Novis describes this immersion trip as life changing, especially after traveling to other countries, the coursework and preparation for the experience powerful and draw some connection to her Brazilian roots. “During the course, we talked a lot about how Western culture has limited our experiences and our knowledge as a society on things like psychology,” said Novis. “We don’t always connect the things we are learning and what we experience in culture together. As soon as we landed in Ghana, you could feel the heat and humidity, and I really started to feel like I was home in Brazil. Everything is so colorful in Ghana and the community was so welcoming, it’s one of the places in the world where I have felt the most welcome.
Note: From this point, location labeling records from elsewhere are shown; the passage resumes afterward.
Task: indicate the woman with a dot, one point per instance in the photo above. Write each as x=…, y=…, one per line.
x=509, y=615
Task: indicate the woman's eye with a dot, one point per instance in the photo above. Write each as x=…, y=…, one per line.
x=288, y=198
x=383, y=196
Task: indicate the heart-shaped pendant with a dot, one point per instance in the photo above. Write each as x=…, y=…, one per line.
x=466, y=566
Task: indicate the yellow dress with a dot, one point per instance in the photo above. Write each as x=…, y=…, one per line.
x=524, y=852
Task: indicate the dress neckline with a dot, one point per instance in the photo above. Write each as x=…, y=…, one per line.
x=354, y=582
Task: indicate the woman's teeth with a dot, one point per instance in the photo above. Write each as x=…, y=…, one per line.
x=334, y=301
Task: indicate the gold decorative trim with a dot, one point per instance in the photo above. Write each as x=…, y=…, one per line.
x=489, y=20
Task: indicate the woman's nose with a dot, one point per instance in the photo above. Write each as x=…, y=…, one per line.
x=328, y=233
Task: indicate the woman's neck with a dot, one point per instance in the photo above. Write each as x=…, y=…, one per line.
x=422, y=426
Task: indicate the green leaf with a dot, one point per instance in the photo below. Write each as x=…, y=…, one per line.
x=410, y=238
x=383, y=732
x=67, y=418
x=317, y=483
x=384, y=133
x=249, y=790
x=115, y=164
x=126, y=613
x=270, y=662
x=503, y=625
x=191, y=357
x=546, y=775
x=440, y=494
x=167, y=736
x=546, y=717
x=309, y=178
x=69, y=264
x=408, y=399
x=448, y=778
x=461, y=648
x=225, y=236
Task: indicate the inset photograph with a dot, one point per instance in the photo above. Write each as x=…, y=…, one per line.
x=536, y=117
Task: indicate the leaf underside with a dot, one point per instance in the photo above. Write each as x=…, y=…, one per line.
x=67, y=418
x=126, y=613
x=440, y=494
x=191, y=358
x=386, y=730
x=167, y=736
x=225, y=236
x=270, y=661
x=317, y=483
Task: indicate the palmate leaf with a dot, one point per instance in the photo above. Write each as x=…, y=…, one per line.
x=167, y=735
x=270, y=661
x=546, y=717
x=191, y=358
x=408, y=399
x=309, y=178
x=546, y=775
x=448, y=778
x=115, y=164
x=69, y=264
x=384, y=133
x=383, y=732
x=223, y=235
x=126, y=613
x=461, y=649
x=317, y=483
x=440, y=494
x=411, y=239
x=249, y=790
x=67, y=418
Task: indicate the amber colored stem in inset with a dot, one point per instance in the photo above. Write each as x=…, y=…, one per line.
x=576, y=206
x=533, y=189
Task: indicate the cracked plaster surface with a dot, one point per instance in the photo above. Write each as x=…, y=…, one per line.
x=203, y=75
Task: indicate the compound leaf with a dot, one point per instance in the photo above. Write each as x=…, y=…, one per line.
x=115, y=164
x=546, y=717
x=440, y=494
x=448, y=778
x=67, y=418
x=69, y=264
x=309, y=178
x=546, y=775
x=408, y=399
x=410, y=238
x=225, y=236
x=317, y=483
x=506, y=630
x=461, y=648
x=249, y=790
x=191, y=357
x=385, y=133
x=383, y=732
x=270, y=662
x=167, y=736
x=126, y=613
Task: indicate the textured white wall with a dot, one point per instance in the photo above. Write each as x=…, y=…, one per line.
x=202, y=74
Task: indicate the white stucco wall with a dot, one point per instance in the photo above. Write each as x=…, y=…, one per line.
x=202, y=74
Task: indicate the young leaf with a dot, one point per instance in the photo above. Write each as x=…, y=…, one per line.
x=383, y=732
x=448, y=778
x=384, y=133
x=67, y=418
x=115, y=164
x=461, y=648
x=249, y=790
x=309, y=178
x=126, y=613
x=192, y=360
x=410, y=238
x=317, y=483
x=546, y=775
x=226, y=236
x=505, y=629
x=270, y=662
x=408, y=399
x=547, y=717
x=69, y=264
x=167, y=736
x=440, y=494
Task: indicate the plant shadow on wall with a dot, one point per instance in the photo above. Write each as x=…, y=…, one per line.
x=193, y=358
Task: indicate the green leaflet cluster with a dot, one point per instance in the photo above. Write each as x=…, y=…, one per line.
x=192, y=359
For me the experience was grounded in what we learned about and from the community in Ghana, known as “ubuntu,” which translates to ‘I am because we are’ and is about the humanity we have towards one another. This experience was important to me because it helped expand my mind and open my heart and light a path for so many experiences. Thank you so much to Dr. Grills and Dr. Cooke for making this experience possible, I am forever grateful.”
Novis also serves with Intercultural Facilitators, a group of students who are highly developed in the principles of facilitations and help facilitate dialogue between students in critical cultural conversations. As part of their training, each IF has to write and be able to share their story of self as a way to open the dialogue and be vulnerable with students to help them feel comfortable to engage in the conversation. After the immersion experience in Ghana, Novis was so moved by the experience that she changed her story of self. “When I was writing it down and creating it, you have to go back to your childhood with the tools you have now, you reflect on your past experiences and how each of those experiences shaped what you are doing now and why you are here.”